- Interactive map of Kings Club Casino
- Location: 12140 West Lakeshore Drive Brimley, Michigan 49715; 46°25′39″N 84°39′53″W﻿ / ﻿46.42740°N 84.66479°W;
- Opened: July 4, 1984
- Closed: March 16, 2020
- Gaming space: 7,500 square feet (700 m^{2})
- Casino type: Land-based
- Owner: Bay Mills Indian Community
- Website: baymillscasinos.com

= Kings Club Casino =

Casino in Brimley, Michigan

Kings Club Casino was a land-based casino in Brimley, Michigan, owned and operated by the Bay Mills Indian Community. Opened on July 4, 1984, it is frequently cited as the first tribally owned casino in the United States.

==History==
Kings Club Casino opened on July 4, 1984, as the Bay Mills Indian Community’s first gaming enterprise. It is noted for being the first tribally owned facility in the U.S. to offer slot machines and blackjack rather than only bingo.

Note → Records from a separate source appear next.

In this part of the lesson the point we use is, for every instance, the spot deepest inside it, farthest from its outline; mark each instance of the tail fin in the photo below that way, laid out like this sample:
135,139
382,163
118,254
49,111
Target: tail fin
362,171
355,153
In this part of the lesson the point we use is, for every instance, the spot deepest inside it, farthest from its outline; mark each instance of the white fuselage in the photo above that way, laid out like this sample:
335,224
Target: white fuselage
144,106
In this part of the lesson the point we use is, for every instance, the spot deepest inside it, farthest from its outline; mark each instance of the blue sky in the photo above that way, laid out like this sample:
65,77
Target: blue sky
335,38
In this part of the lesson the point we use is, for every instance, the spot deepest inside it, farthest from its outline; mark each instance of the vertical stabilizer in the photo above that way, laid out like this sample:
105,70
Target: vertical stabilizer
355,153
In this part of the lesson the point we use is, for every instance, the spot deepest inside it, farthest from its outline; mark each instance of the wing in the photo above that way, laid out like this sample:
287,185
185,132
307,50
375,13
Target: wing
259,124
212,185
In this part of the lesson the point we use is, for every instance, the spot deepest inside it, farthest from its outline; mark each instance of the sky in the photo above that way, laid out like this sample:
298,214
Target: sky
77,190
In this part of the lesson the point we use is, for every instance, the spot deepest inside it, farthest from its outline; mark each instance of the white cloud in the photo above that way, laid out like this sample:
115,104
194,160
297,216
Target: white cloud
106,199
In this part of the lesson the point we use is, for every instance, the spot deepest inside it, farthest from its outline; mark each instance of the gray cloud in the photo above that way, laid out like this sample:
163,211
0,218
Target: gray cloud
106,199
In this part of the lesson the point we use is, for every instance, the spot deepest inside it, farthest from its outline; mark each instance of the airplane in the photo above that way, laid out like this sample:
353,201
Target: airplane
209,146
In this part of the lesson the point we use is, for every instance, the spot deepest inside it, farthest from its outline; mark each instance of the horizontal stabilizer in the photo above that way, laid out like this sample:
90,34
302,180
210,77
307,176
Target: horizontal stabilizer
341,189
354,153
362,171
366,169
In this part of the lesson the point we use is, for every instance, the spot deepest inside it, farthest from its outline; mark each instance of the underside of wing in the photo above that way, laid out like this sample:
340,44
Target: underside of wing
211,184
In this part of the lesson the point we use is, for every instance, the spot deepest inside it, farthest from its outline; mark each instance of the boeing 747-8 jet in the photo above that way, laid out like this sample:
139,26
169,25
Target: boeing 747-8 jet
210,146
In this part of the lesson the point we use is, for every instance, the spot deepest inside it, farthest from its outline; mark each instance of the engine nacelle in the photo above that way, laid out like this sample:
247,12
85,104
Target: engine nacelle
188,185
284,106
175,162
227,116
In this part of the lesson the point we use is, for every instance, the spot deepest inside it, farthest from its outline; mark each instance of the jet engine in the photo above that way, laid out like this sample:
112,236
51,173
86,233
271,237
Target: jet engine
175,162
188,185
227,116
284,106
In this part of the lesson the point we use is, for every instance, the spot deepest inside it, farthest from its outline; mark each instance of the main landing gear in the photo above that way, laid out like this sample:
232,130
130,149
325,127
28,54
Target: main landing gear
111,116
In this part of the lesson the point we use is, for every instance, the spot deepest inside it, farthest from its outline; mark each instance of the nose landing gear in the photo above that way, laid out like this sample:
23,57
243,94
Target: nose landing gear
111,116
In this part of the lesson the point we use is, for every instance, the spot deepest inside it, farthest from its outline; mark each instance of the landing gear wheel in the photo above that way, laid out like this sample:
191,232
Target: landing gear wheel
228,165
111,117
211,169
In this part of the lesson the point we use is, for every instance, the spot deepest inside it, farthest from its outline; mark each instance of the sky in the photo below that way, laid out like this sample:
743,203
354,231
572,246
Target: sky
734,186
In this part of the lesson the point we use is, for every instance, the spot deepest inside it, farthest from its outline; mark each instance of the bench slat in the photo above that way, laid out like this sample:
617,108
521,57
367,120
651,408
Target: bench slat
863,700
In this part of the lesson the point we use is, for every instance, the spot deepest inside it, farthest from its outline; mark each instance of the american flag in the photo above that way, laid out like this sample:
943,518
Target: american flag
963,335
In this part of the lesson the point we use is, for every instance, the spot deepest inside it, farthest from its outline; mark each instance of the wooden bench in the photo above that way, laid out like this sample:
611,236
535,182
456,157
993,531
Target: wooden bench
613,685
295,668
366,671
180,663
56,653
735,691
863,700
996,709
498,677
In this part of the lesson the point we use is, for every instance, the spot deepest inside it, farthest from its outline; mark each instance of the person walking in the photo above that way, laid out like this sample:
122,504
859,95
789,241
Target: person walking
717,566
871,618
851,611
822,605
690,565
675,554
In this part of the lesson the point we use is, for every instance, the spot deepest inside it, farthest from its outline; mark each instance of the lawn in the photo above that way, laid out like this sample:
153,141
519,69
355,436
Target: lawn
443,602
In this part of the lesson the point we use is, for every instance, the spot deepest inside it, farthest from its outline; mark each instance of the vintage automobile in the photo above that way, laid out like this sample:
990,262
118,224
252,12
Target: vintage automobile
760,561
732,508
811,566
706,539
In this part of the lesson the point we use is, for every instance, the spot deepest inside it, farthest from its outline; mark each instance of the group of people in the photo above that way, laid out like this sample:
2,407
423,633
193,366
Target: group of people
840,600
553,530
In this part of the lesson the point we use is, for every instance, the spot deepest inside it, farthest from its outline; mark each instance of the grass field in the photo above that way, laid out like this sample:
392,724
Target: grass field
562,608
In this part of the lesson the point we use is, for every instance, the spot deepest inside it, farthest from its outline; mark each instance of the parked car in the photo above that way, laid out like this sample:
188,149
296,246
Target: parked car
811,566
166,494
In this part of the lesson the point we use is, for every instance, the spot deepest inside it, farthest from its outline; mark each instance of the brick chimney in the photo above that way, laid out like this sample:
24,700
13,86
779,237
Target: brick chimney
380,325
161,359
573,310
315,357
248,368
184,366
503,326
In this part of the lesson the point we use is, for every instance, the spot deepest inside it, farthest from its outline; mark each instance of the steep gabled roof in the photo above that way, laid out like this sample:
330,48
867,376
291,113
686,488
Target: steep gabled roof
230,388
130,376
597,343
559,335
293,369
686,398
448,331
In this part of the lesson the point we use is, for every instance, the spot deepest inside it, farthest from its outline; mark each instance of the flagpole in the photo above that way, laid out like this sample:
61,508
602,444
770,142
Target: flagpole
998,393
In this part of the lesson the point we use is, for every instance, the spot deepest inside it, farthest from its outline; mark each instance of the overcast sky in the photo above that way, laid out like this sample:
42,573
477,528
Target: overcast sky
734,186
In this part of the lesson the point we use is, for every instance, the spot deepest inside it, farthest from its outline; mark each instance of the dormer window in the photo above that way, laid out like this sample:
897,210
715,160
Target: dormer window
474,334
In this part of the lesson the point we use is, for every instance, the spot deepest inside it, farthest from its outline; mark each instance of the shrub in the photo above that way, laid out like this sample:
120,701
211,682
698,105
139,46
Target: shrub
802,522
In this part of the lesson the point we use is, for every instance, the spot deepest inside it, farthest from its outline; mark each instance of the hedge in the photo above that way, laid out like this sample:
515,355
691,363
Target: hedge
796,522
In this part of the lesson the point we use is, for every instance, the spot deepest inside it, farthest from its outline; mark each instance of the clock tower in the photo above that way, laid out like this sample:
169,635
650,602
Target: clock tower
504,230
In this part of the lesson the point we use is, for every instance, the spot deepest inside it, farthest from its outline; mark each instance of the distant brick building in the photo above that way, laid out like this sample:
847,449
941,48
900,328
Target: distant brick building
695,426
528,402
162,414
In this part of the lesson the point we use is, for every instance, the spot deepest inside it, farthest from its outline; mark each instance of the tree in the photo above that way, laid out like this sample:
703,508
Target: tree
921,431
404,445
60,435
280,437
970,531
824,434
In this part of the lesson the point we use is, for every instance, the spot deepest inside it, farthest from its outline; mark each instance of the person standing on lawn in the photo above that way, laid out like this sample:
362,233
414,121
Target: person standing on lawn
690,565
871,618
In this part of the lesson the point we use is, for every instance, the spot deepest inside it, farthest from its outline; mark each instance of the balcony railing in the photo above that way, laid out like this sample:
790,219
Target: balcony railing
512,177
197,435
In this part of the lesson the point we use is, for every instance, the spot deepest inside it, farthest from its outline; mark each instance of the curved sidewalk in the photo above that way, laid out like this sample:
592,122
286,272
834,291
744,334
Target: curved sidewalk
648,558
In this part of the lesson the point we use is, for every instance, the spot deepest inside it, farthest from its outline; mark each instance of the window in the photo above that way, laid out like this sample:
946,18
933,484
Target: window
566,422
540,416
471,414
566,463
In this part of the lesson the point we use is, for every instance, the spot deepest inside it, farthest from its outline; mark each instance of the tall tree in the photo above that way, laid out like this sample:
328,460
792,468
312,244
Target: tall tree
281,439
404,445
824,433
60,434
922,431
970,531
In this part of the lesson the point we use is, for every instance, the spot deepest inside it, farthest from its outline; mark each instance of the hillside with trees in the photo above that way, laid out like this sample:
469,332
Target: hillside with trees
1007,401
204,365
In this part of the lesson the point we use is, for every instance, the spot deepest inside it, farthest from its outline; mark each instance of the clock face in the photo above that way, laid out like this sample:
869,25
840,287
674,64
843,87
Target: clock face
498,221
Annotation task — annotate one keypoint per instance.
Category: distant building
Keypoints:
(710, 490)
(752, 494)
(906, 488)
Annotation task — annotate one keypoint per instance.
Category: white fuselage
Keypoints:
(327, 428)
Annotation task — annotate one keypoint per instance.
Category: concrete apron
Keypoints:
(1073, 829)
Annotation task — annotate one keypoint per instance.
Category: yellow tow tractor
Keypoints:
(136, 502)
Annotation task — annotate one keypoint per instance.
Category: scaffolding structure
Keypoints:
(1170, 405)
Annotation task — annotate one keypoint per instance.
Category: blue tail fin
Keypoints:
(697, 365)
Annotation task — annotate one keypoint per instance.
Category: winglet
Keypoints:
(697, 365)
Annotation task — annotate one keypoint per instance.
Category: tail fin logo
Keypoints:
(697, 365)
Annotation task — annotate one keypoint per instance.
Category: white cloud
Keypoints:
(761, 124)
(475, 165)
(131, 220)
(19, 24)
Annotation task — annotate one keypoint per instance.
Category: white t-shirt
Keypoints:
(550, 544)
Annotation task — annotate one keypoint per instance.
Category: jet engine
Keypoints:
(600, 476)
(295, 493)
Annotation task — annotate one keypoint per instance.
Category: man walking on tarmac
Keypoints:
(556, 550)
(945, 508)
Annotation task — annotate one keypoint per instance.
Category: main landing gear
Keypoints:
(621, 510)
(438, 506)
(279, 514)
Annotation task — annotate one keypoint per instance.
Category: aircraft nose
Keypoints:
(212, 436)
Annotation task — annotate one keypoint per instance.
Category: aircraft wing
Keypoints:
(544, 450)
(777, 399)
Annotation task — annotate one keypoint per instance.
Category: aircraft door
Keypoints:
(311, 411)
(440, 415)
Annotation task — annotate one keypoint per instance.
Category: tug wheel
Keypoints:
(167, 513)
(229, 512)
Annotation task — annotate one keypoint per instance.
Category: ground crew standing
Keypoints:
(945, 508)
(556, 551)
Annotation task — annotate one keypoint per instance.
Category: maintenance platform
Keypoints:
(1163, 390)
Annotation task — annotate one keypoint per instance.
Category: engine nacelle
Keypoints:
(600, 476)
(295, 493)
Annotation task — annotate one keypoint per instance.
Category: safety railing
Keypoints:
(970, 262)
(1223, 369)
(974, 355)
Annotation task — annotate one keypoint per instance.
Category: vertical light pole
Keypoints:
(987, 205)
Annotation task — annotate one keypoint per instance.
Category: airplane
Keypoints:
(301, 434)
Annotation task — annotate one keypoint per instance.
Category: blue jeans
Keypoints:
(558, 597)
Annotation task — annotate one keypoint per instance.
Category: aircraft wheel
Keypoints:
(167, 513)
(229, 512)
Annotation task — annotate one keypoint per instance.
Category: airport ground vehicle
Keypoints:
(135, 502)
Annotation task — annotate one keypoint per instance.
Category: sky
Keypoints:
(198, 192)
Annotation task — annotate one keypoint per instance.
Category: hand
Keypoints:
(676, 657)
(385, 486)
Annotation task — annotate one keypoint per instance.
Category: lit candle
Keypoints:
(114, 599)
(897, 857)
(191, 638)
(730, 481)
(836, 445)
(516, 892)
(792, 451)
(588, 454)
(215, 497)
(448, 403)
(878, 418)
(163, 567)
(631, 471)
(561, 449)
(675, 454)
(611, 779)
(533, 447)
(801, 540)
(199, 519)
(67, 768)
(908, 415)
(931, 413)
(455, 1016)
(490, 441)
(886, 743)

The casino suspended operations on March 16, 2020, during the onset of the COVID-19 pandemic in the United States. It did not reopen thereafter. In 2025 the Bay Mills Indian Community announced plans to demolish the former casino building and redevelop the site as a retail center, a project budgeted at approximately $5.5 million.

==Features==
Kings Club Casino featured a 7500 sqft gaming floor with more than 250 slot machines, blackjack tables, and a small café.

==Legacy==
Because of its 1984 opening and early adoption of slots and blackjack, Kings Club Casino is often referenced as a milestone in the rise of tribal gaming in Michigan and the United States.